Dia berharap aparat penegak hukum mempunyai perspektif yang sama dalam menangani kasus hukum terhadap perempuan. Badai NTB ingin agar aparat penegak hukum dapat mengefektifkan instrumen hukum yang sudah ada guna memberikan keadilan.

"Apabila dimungkinkan saya mendorong adanya perubahan kurikulum aparat penegak hukum dengan berbasis Hak Asasi Manusia dan gender.

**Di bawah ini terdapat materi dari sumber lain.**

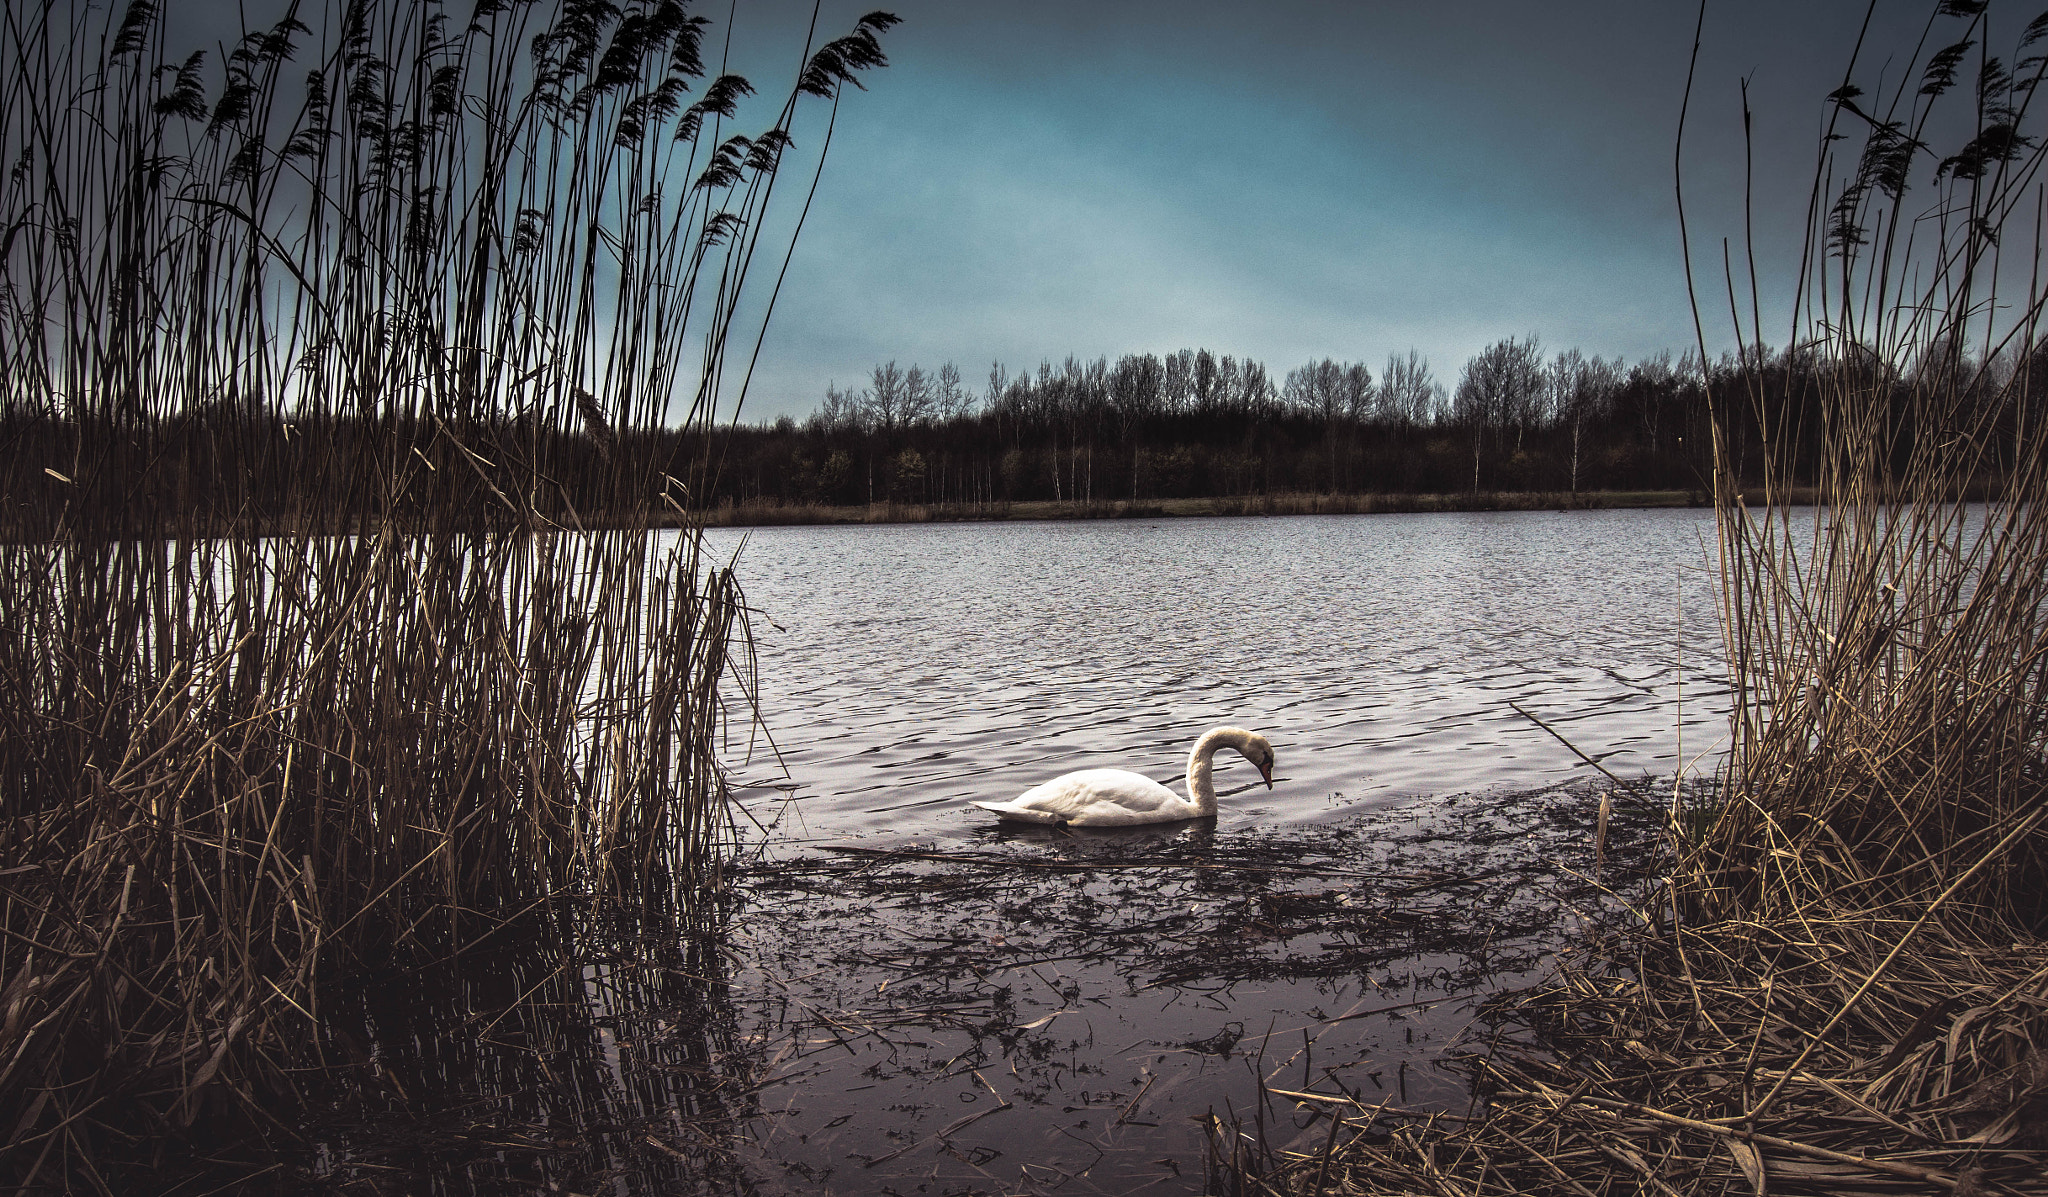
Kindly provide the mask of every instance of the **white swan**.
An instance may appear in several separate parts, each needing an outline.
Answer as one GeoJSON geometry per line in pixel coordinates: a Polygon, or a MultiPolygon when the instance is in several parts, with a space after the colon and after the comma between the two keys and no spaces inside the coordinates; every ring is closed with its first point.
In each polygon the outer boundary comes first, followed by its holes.
{"type": "Polygon", "coordinates": [[[1066,827],[1134,827],[1206,819],[1216,813],[1216,783],[1209,773],[1218,748],[1235,748],[1258,766],[1273,788],[1273,746],[1241,727],[1219,727],[1195,741],[1188,754],[1188,798],[1127,769],[1082,769],[1036,785],[1008,802],[977,802],[1013,823],[1054,823],[1066,827]]]}

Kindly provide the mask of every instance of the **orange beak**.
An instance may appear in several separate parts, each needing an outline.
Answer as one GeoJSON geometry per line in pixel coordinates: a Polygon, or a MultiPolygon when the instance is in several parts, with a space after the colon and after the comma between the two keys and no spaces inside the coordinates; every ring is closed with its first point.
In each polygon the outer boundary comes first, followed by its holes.
{"type": "Polygon", "coordinates": [[[1259,776],[1260,776],[1260,777],[1263,777],[1263,778],[1265,778],[1265,779],[1266,779],[1266,788],[1267,788],[1267,789],[1269,789],[1269,790],[1270,790],[1270,789],[1272,789],[1272,788],[1273,788],[1273,762],[1271,762],[1271,761],[1267,761],[1267,762],[1266,762],[1265,764],[1263,764],[1263,765],[1260,765],[1260,766],[1259,766],[1259,776]]]}

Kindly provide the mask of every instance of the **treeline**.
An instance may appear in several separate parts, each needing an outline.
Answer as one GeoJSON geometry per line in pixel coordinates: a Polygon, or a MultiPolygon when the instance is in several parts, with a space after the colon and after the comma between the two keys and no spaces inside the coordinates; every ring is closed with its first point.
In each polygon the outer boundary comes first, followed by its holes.
{"type": "Polygon", "coordinates": [[[614,431],[604,405],[581,391],[557,400],[571,414],[546,419],[422,410],[364,422],[220,404],[85,429],[15,412],[0,418],[0,459],[10,463],[0,468],[0,539],[62,535],[81,502],[187,517],[195,532],[309,519],[339,528],[371,513],[425,527],[465,488],[520,495],[563,526],[597,526],[643,501],[635,480],[649,477],[666,478],[678,500],[713,505],[1704,492],[1715,419],[1732,473],[1760,482],[1769,437],[1781,446],[1775,460],[1793,469],[1775,481],[1805,486],[1824,465],[1822,397],[1872,390],[1892,396],[1901,462],[1928,423],[1919,409],[1939,395],[1975,413],[1945,410],[1941,420],[1980,428],[1996,471],[2014,422],[2044,414],[2048,353],[2032,362],[2020,379],[2012,362],[1960,354],[1910,375],[1870,374],[1863,359],[1812,353],[1767,354],[1751,368],[1732,358],[1703,366],[1696,355],[1625,362],[1546,354],[1534,337],[1510,337],[1450,385],[1412,352],[1377,375],[1325,359],[1277,380],[1259,362],[1207,350],[1069,358],[1017,374],[997,364],[978,389],[951,364],[890,362],[866,386],[828,387],[802,421],[689,433],[614,431]],[[1857,371],[1868,376],[1846,377],[1857,371]],[[366,460],[378,463],[367,473],[366,460]],[[93,464],[75,471],[80,461],[93,464]]]}
{"type": "MultiPolygon", "coordinates": [[[[1449,384],[1413,351],[1377,375],[1323,359],[1278,378],[1206,349],[1070,357],[1017,374],[997,363],[978,390],[951,363],[927,372],[889,362],[866,386],[828,387],[805,420],[722,433],[715,497],[973,504],[1703,488],[1707,399],[1735,369],[1668,353],[1633,363],[1546,354],[1533,336],[1496,342],[1449,384]]],[[[1754,420],[1742,423],[1754,435],[1754,420]]]]}
{"type": "MultiPolygon", "coordinates": [[[[2043,359],[2034,361],[2039,374],[2043,359]]],[[[1929,394],[1979,404],[2042,392],[2007,392],[2012,362],[1959,353],[1930,357],[1911,377],[1841,377],[1872,369],[1811,352],[1764,352],[1747,365],[1668,352],[1628,362],[1549,353],[1533,335],[1495,342],[1448,382],[1413,351],[1388,358],[1377,375],[1363,362],[1323,359],[1279,378],[1263,363],[1206,349],[1069,357],[1016,374],[997,363],[978,392],[951,363],[928,372],[888,362],[864,387],[828,387],[807,419],[720,432],[712,497],[971,505],[1705,491],[1716,418],[1738,475],[1760,474],[1768,436],[1797,473],[1780,481],[1803,485],[1822,465],[1823,383],[1892,390],[1902,459],[1919,423],[1911,407],[1929,394]],[[1921,385],[1935,374],[1939,385],[1921,385]]]]}

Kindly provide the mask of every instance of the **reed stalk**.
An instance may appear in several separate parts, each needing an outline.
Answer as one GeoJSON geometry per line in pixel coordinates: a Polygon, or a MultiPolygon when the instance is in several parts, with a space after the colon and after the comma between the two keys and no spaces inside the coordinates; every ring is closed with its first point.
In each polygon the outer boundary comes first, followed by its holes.
{"type": "Polygon", "coordinates": [[[1470,1121],[1354,1102],[1316,1135],[1338,1165],[1297,1150],[1267,1191],[2048,1193],[2048,17],[1986,7],[1942,0],[1903,76],[1828,98],[1784,351],[1819,385],[1770,393],[1734,313],[1732,747],[1652,917],[1496,1005],[1470,1121]]]}
{"type": "MultiPolygon", "coordinates": [[[[1861,153],[1826,160],[1823,177],[1846,181],[1817,195],[1809,230],[1793,335],[1826,363],[1814,410],[1766,427],[1747,493],[1717,442],[1735,717],[1728,801],[1695,860],[1716,915],[1942,895],[1945,918],[1994,936],[2048,920],[2048,829],[2007,834],[2048,798],[2042,148],[2020,132],[2048,22],[2008,69],[1973,49],[1982,7],[1934,18],[1935,40],[1954,35],[1979,65],[1954,154],[1923,140],[1954,61],[1909,74],[1917,92],[1862,100],[1868,113],[1854,89],[1830,98],[1861,153]],[[1804,435],[1821,447],[1810,518],[1788,499],[1804,435]]],[[[1743,341],[1745,360],[1762,352],[1743,341]]],[[[1723,402],[1765,403],[1767,385],[1750,371],[1723,402]]]]}
{"type": "Polygon", "coordinates": [[[0,1183],[275,1127],[329,986],[509,912],[715,912],[744,607],[654,446],[894,18],[749,137],[665,0],[312,8],[0,17],[0,1183]]]}

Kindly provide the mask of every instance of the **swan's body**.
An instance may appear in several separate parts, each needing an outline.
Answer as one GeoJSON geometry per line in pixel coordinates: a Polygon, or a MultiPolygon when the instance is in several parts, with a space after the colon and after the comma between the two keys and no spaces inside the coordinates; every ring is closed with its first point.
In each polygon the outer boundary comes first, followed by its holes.
{"type": "Polygon", "coordinates": [[[1273,746],[1266,737],[1243,728],[1219,727],[1195,741],[1195,750],[1188,754],[1187,798],[1127,769],[1082,769],[1033,786],[1008,802],[974,805],[994,811],[1006,822],[1067,827],[1134,827],[1206,819],[1216,813],[1216,782],[1210,774],[1219,748],[1236,749],[1258,766],[1266,788],[1273,788],[1273,746]]]}

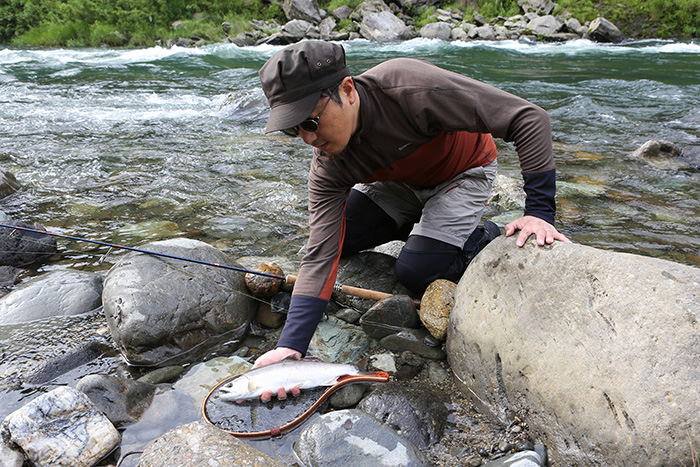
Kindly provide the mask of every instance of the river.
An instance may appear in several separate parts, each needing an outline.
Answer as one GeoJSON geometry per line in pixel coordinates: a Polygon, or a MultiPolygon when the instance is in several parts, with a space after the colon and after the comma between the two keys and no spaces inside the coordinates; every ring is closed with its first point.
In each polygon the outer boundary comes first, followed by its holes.
{"type": "MultiPolygon", "coordinates": [[[[353,74],[411,56],[540,105],[552,119],[560,231],[585,245],[700,266],[697,41],[343,45],[353,74]],[[633,159],[650,139],[687,153],[672,168],[633,159]]],[[[22,185],[0,211],[130,246],[186,236],[234,258],[276,258],[294,272],[307,235],[310,150],[263,132],[257,71],[277,50],[0,46],[0,168],[22,185]]],[[[499,151],[500,172],[519,178],[513,147],[499,143],[499,151]]],[[[59,250],[39,273],[104,271],[122,253],[102,258],[104,248],[64,240],[59,250]]],[[[62,323],[0,330],[0,374],[60,353],[90,328],[62,323]]],[[[0,396],[0,420],[28,397],[0,396]]]]}

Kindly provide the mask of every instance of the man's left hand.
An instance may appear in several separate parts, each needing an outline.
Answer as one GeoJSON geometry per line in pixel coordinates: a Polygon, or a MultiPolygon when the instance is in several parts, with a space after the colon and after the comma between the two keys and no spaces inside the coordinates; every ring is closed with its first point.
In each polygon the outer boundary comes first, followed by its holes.
{"type": "Polygon", "coordinates": [[[519,247],[525,245],[525,242],[530,237],[530,235],[535,235],[537,239],[537,244],[543,246],[546,244],[554,243],[554,240],[559,240],[560,242],[571,243],[571,240],[566,238],[563,234],[549,222],[534,216],[523,216],[520,219],[516,219],[509,224],[506,224],[506,237],[510,237],[516,231],[520,231],[515,244],[519,247]]]}

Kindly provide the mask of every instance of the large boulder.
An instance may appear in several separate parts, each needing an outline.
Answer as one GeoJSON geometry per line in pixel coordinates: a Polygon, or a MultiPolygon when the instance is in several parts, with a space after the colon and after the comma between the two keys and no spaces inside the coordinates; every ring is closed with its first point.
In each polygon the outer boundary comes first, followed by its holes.
{"type": "Polygon", "coordinates": [[[0,265],[24,267],[46,262],[56,254],[56,239],[50,235],[14,229],[24,227],[43,231],[39,223],[6,220],[0,227],[0,265]]]}
{"type": "Polygon", "coordinates": [[[282,10],[290,20],[300,19],[313,24],[321,22],[321,10],[316,0],[284,0],[282,10]]]}
{"type": "Polygon", "coordinates": [[[617,26],[600,17],[591,22],[586,37],[595,42],[622,42],[625,40],[625,35],[617,26]]]}
{"type": "Polygon", "coordinates": [[[0,325],[75,316],[101,305],[102,277],[82,271],[53,271],[0,298],[0,325]]]}
{"type": "Polygon", "coordinates": [[[548,440],[557,465],[691,465],[700,445],[700,269],[499,237],[460,281],[461,389],[548,440]]]}
{"type": "Polygon", "coordinates": [[[360,25],[360,34],[365,39],[377,42],[399,40],[406,30],[406,23],[390,11],[370,13],[364,17],[360,25]]]}
{"type": "MultiPolygon", "coordinates": [[[[196,240],[153,242],[145,250],[239,267],[196,240]]],[[[191,361],[226,339],[241,337],[257,309],[244,275],[144,253],[129,253],[107,274],[102,301],[109,330],[127,362],[191,361]]]]}

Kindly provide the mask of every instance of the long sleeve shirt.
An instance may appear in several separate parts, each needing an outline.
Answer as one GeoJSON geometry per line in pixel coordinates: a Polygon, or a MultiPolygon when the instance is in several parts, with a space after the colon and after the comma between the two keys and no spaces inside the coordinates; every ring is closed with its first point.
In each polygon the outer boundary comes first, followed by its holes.
{"type": "Polygon", "coordinates": [[[308,180],[310,235],[278,346],[306,353],[333,292],[356,183],[435,186],[496,157],[491,136],[513,142],[525,214],[554,223],[551,127],[540,107],[477,80],[409,58],[354,78],[359,128],[341,154],[314,150],[308,180]]]}

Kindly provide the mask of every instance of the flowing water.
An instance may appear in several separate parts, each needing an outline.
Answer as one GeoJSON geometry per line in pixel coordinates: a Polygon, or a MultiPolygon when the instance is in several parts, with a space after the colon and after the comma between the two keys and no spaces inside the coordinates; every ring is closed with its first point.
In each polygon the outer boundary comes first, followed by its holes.
{"type": "MultiPolygon", "coordinates": [[[[558,228],[589,246],[700,265],[699,43],[344,46],[354,74],[411,56],[545,108],[558,228]],[[632,158],[650,139],[685,153],[663,167],[632,158]]],[[[257,71],[278,49],[0,46],[0,168],[23,187],[0,210],[130,246],[187,236],[234,258],[279,258],[294,272],[307,235],[310,150],[263,133],[268,108],[257,71]]],[[[519,178],[512,146],[499,149],[501,173],[519,178]]],[[[104,248],[59,241],[59,249],[60,259],[39,272],[106,270],[121,254],[99,262],[104,248]]],[[[0,373],[57,353],[57,341],[76,343],[89,327],[54,320],[0,329],[0,373]]],[[[0,397],[0,420],[29,397],[9,394],[0,397]]]]}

Sebab, di sisi lain banyak rancangan UU seperti KUHP yang justru membuat penanganan kekerasan terhadap perempuan semakin kompleks," pungkasnya.

Sebelumnya, Dalam rangka optimalisasi penyedia layanan perlindungan perempuan dan anak, Kementerian Pemberdayaan Perempuan dan Perlindungan Anak RI menyelenggarakan kegiatan Rapat Koordinasi Penanganan Kasus Kekerasan Seksual Terhadap Anak di Provinsi NTB.


Kegiatan tersebut dihadiri oleh Kepala DP3AP2KB Provinsi NTB bersama Kepala UPTD PPA Provinsi yang berlangsung di Hotel Santika, Mataram Jumat, (11/8).


Tujuan dari Rakor ini adalah untuk memperkuat sinergitas antar lembaga penyedia layanan dalam Penanganan Kasus Kekerasan Seksual Terhadap Anak sekaligus memperoleh data dan informasi terkait upaya penegakan hukum dan pemenuhan hak korban kekerasan seksual di Provinsi NTB.